Mittwoch, 18. August 2010
Tag 47 - Latrun
An den Tagen, an denen wir die Unterkünfte wechseln, lässt sich nicht viel unternehmen.
So schlenderten wir nach dem Frühstück zum letzten Mal durch die Gassen der Altstadt und verabschiedeten uns von einigen Händlern. Die Sachen waren schnell gepackt und um die restliche Zeit noch Sinnvoll zu nutzen beehrten wir noch einmal einen Falafel-Verkäufer. Dann ging es wie immer zu Central-Bus-Station, wo wir wieder durch eine lästige Sicherheitskontrolle mussten. Durch die Hilfe einer netten Israelin fanden wir schnell unseren Bus nach Latrun - dieser kleine Ort liegt westlich von Jerusalem.

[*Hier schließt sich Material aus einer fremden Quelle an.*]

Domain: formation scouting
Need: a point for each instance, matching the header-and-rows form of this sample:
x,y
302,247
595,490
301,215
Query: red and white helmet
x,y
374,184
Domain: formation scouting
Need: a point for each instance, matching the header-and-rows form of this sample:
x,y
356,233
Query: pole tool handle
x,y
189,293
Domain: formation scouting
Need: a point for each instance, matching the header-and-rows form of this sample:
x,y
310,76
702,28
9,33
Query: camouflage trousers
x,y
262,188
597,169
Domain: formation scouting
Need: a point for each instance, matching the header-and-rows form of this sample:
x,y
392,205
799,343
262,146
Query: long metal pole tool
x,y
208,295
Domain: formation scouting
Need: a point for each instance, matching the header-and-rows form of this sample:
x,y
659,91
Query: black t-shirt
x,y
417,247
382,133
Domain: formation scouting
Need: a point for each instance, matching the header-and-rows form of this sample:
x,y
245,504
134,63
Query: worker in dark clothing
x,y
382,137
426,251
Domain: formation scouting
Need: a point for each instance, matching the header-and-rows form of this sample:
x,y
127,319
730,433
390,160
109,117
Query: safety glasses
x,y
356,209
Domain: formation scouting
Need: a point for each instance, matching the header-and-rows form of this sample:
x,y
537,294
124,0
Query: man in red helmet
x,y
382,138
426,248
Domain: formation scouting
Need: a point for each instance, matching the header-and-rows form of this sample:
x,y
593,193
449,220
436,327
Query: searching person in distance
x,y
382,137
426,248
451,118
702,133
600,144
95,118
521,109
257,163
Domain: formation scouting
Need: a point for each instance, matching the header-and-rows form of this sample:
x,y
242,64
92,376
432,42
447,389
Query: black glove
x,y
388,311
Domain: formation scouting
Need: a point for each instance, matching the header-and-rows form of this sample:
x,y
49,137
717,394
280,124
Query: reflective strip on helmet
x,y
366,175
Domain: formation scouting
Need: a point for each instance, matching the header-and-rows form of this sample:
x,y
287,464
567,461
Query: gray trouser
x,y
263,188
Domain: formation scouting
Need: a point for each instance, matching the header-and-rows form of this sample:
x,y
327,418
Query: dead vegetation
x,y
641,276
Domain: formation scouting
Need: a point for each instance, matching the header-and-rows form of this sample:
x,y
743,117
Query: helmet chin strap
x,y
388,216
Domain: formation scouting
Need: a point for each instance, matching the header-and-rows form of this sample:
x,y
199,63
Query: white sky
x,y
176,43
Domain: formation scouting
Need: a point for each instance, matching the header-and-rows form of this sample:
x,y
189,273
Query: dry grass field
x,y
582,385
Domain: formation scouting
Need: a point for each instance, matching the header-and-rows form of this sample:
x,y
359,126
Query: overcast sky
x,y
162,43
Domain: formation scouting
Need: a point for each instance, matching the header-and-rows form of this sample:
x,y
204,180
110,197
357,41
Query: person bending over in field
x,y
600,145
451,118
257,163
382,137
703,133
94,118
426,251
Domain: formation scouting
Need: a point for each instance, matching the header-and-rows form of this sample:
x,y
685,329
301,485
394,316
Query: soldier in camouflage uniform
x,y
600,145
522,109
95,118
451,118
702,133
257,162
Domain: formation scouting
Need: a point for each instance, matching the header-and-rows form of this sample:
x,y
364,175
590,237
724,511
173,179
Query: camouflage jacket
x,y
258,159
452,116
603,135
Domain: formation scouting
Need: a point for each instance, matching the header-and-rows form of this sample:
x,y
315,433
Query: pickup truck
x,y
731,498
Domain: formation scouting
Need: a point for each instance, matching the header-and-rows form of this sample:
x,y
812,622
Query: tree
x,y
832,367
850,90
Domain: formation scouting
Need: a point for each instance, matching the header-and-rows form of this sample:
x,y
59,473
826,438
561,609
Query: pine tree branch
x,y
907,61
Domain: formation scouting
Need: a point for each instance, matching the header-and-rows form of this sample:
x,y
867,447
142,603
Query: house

Genauer leben wir bei einer Kommunität verschiedener Brüder, die hier sehr idyllisch gelegen eine alte Kreuzfahrerburg wieder aufgebaut haben. Sie Stehen in Verbindung mit der Jesus-Bruderschaft in Gnadental in Deutschland und versuchen Versöhnungsarbeit in Israel zu leisten.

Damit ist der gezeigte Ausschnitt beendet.